Step 1: Place chicken in an electric clay mill, and encase chicken in clay.
After the jump, the other 4 steps to making Chinese beggar’s chicken.
Step 2: Bury chicken in smoldering pile of hot embers. Wait 8 hours.
Step 3: Unearth the chicken.
Step 4: Placing the chicken in a wheelbarrow, use a hammer to crack the clay around the chicken.
Step 5: Remove brown paper wrapping from around chicken.
Chinese beggar’s chicken, or jiu hua ji (in Mandarin Chinese), gets its name from a famous tale from Shanghai about a beggar who stole a chicken. He didn’t have stove to cook it in, and he also didn’t want anyone to smell the aroma of the chicken as it was cooking, because he feared it would give away his crime (as a fellow food crime offender, I understand this feeling well). Therefore, he wrapped the chicken in lotus leaves, feathers and all, and baked it underground.
Our beggar’s chicken didn’t have any feathers on it, happily, and the chicken itself was tender, juicy, and, as a result of being buried along with Chinese herbs and shitake mushrooms, incredibly fragrant.
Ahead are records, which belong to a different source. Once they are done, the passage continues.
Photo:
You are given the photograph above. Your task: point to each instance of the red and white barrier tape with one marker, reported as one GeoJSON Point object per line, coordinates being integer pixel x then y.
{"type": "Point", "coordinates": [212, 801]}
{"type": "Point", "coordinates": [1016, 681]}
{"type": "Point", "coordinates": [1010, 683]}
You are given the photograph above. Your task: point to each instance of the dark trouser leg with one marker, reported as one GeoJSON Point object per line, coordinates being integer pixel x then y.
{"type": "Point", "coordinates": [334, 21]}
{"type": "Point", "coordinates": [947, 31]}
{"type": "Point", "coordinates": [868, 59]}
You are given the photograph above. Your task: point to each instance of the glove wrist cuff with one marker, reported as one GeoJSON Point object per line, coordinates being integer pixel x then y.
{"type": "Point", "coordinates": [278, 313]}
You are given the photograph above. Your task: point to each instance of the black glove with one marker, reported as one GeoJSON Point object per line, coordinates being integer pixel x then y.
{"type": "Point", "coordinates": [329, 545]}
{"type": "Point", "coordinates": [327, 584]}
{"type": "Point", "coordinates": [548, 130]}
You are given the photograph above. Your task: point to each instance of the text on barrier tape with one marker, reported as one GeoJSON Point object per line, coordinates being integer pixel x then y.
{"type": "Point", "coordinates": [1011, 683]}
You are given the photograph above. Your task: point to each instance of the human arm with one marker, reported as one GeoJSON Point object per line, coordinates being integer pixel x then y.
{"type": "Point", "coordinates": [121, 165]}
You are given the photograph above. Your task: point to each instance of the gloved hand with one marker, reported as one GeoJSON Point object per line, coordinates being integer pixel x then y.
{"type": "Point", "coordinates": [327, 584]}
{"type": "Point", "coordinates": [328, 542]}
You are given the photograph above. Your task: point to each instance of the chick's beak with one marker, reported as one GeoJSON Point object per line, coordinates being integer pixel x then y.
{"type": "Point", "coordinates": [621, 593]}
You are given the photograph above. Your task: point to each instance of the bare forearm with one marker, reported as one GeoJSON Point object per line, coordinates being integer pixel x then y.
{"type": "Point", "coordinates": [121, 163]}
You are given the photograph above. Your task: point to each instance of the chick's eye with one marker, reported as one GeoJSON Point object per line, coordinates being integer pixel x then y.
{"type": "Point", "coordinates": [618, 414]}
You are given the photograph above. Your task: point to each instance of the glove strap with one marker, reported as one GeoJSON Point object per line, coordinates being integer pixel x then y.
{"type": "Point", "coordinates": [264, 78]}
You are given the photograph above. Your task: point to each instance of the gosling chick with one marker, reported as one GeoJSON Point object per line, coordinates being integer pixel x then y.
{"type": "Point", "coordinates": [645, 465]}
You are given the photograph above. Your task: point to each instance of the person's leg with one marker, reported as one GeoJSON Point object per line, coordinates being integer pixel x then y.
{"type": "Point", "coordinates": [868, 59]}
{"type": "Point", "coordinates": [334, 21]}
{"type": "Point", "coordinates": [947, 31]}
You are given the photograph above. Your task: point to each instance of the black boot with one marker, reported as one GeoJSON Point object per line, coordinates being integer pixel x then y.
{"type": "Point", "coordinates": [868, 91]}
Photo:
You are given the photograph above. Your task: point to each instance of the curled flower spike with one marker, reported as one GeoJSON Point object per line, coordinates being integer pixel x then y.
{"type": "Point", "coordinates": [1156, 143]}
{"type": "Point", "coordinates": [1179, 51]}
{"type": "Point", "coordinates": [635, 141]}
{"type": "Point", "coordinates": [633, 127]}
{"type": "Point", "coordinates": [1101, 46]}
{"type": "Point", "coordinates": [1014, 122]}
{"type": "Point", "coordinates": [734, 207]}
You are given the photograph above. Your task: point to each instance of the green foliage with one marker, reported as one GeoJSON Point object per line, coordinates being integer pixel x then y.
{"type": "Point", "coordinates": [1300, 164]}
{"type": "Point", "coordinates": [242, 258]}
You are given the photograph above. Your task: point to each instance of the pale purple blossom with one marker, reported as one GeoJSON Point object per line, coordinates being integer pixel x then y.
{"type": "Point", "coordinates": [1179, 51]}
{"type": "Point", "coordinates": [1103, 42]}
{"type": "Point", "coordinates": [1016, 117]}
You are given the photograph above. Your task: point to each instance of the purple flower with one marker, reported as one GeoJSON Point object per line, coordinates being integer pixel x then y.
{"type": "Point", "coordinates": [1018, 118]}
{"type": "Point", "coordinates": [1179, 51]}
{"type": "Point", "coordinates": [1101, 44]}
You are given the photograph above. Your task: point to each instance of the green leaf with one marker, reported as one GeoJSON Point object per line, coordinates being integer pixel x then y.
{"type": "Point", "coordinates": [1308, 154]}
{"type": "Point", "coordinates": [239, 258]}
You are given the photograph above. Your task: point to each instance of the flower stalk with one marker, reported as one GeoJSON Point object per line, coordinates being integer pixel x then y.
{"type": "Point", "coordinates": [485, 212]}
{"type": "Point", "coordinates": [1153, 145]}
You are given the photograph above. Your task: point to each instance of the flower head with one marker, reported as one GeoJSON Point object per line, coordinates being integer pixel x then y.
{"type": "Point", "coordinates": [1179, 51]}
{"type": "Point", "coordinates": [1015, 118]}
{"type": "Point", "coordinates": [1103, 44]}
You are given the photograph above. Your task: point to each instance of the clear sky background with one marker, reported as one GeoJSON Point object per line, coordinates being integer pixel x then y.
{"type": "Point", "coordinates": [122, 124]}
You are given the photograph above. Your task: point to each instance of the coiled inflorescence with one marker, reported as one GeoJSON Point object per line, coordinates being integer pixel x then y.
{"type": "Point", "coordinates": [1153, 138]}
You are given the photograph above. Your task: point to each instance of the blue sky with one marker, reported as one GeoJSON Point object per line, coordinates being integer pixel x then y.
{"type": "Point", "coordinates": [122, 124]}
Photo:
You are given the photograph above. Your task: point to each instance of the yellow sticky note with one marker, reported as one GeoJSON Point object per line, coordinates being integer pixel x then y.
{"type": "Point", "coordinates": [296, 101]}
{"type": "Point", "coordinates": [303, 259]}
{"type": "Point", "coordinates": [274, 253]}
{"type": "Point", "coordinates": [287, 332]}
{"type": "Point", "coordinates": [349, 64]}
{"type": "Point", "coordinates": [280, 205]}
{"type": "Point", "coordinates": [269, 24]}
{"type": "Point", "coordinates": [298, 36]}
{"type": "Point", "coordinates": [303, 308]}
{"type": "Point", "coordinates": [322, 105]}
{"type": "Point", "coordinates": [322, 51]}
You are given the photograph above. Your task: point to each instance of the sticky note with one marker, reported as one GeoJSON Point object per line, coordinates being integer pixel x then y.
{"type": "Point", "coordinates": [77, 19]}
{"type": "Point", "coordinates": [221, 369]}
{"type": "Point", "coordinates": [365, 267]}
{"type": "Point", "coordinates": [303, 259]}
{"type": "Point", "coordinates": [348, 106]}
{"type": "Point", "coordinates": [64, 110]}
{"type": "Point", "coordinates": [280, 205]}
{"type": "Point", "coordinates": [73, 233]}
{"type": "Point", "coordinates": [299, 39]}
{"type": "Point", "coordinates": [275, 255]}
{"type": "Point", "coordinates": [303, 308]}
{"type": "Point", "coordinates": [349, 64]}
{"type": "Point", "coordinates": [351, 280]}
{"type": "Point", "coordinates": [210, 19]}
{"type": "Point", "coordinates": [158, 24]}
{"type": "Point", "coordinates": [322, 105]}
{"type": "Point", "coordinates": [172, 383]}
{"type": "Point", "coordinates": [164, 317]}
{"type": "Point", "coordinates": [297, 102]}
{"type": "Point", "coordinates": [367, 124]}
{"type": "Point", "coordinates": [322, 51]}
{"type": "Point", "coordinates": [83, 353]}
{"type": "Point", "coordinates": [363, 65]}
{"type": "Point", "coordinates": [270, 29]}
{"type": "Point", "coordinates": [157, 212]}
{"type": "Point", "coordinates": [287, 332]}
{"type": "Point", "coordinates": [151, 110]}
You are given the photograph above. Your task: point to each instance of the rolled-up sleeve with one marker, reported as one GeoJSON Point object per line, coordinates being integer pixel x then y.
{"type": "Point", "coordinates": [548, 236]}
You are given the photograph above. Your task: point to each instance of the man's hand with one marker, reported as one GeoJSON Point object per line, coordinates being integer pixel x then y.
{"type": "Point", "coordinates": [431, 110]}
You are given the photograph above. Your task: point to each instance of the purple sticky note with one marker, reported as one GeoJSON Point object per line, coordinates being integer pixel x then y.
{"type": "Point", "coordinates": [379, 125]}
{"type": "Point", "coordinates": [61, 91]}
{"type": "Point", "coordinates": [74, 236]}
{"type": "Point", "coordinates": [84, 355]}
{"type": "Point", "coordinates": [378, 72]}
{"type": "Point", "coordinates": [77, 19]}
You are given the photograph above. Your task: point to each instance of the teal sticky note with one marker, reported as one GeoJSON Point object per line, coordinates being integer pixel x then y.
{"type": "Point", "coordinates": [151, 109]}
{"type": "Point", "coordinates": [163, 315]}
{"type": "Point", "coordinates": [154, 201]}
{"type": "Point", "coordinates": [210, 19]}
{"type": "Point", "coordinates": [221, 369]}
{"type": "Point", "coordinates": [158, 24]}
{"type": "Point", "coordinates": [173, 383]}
It’s a delicious must-try in Kuala Lumpur, and quite a visual experience, too.
Available at New Heong Kee Restaurant (phone number 03-4106-8698, 446, Batu 7/12, Jalan Ulu Klang near Zoo Negara). Must be be ordered at least a day in advance. No credit card reservations are necessary; the owner trusts that you’ll show up to eat it if you order it.